I think Ellen was trying to illustrate what we all know but rarely observe:  routine, everyday, 'obvious' tools for us '20th century born' individuals are obsolete in modern times with an entire generation that has never used them.   It is funny (to me) because it was not that long ago that we were walking around with corded phones yet to the current generation these are as obsolete as ice boxes (holding large delivered cubes of ice) are to us.

 
 
 
JohnRussell
Professor Principal
12.1.1  JohnRussell  replied to  TᵢG @12.1    4 years ago

Well, there are many people who do use maps that dont know how to fold them exactly like they were before the opened them.
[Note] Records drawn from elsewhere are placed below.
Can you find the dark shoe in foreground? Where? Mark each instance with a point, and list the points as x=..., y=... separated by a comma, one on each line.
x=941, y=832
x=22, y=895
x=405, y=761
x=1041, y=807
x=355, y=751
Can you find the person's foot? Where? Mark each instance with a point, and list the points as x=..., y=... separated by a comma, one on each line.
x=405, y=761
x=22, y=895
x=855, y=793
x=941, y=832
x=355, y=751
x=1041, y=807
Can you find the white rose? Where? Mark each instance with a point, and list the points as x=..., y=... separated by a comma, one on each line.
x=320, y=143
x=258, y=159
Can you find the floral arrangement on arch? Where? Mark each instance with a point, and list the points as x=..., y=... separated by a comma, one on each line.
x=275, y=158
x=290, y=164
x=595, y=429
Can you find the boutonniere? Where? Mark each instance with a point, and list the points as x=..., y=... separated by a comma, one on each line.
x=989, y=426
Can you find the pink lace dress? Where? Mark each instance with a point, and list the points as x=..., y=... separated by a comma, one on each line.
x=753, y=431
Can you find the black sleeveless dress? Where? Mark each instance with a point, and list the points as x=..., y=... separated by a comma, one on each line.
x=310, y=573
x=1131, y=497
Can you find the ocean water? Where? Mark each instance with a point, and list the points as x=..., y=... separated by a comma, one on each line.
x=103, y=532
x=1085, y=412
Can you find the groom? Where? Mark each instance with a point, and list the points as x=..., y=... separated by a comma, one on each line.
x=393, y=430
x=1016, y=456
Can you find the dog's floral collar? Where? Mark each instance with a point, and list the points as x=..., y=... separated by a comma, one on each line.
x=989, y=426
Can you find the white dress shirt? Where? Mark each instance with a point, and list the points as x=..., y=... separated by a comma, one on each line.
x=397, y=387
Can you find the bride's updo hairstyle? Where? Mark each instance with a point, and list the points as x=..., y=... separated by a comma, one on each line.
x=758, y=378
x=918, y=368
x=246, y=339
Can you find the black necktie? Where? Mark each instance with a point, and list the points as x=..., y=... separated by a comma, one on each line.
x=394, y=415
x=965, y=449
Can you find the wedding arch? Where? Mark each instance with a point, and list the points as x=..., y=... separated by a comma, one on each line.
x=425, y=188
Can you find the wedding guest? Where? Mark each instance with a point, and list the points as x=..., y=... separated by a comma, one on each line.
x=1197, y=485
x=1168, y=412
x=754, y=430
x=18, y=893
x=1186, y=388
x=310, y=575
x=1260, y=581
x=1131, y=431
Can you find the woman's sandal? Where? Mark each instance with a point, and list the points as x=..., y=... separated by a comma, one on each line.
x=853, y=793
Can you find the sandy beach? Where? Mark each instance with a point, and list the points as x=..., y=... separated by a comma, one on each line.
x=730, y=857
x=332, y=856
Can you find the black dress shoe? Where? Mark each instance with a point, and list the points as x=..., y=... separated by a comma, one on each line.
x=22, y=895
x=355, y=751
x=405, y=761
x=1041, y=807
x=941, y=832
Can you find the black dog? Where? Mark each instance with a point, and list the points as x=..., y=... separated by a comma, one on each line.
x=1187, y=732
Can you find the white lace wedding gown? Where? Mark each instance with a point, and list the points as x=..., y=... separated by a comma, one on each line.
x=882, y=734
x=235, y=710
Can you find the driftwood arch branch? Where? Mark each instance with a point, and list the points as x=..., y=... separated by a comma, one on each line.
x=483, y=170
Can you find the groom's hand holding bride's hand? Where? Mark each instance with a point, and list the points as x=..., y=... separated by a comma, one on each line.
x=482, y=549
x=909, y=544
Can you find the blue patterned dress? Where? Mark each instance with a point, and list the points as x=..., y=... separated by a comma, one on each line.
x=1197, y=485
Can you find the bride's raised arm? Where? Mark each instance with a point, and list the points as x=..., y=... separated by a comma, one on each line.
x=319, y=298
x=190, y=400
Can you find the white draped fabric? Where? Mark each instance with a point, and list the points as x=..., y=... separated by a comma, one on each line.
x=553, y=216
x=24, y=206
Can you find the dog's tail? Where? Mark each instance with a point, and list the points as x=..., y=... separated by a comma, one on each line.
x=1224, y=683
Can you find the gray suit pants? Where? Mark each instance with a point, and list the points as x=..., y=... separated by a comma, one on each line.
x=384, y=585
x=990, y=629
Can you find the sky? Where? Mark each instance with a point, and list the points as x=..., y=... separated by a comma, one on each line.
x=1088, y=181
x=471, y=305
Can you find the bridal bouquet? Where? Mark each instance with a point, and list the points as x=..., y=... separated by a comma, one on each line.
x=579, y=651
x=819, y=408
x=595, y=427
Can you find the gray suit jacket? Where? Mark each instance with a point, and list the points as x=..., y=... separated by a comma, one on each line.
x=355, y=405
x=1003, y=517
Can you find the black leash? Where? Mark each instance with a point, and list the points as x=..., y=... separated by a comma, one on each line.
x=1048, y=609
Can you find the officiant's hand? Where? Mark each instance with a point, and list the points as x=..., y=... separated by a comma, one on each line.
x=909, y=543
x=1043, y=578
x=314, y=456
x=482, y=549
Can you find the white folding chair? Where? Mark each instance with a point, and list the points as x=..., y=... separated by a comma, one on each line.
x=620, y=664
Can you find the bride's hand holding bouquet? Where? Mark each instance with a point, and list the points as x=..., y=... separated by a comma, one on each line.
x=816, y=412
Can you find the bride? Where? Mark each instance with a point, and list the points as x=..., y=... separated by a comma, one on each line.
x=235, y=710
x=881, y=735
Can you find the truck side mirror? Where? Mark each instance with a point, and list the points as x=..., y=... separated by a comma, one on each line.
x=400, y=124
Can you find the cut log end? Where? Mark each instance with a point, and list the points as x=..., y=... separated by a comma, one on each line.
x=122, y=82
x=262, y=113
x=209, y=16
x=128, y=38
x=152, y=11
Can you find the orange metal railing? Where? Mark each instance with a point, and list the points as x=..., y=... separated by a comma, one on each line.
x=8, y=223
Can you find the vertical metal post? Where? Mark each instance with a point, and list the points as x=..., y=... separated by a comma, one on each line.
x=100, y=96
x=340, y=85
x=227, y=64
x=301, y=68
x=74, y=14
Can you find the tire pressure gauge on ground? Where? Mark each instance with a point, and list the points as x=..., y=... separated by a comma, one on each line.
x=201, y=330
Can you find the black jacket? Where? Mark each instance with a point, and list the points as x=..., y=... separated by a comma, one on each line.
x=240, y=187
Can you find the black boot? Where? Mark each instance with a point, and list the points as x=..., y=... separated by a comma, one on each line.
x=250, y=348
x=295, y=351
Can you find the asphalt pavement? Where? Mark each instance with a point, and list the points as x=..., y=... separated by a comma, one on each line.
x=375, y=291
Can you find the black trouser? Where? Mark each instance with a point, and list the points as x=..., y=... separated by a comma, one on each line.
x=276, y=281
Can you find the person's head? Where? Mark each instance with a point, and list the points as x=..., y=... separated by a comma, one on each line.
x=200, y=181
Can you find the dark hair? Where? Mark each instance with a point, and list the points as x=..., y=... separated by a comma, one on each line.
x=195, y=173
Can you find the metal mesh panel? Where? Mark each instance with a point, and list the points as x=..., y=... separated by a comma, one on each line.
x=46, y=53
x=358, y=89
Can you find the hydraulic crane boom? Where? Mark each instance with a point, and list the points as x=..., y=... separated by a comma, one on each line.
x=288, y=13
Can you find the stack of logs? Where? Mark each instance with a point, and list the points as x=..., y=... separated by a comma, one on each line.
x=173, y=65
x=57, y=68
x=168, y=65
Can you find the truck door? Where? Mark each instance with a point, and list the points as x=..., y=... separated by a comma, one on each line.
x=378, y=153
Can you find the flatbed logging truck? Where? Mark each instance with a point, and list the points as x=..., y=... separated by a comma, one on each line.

The girl actually folded the map down to its smallest size quite easily, she just didnt have the cover part on the top when she was done. 

When she used the phone book she knew to try and locate the type of service she was seeking, which is the way the business phone book (yellow book) is organized, and then look alphabetically within that section. She just didnt know the term for the service she was seeking. She knew what to do, she just didnt have the proper terms in her head. 

As for the phone, she did try to properly dial the numbers from the phone number she had, although obviously not lifting the handset first and getting a dial tone was a major problem. 

I just think, as a demonstration this thing was kind of a wet noodle. We have a difference of opinion on this. 

 
 
 
TᵢG
Professor Principal
12.1.2  TᵢG  replied to  JohnRussell @12.1.1    4 years ago

Not something I am going to spend time debating.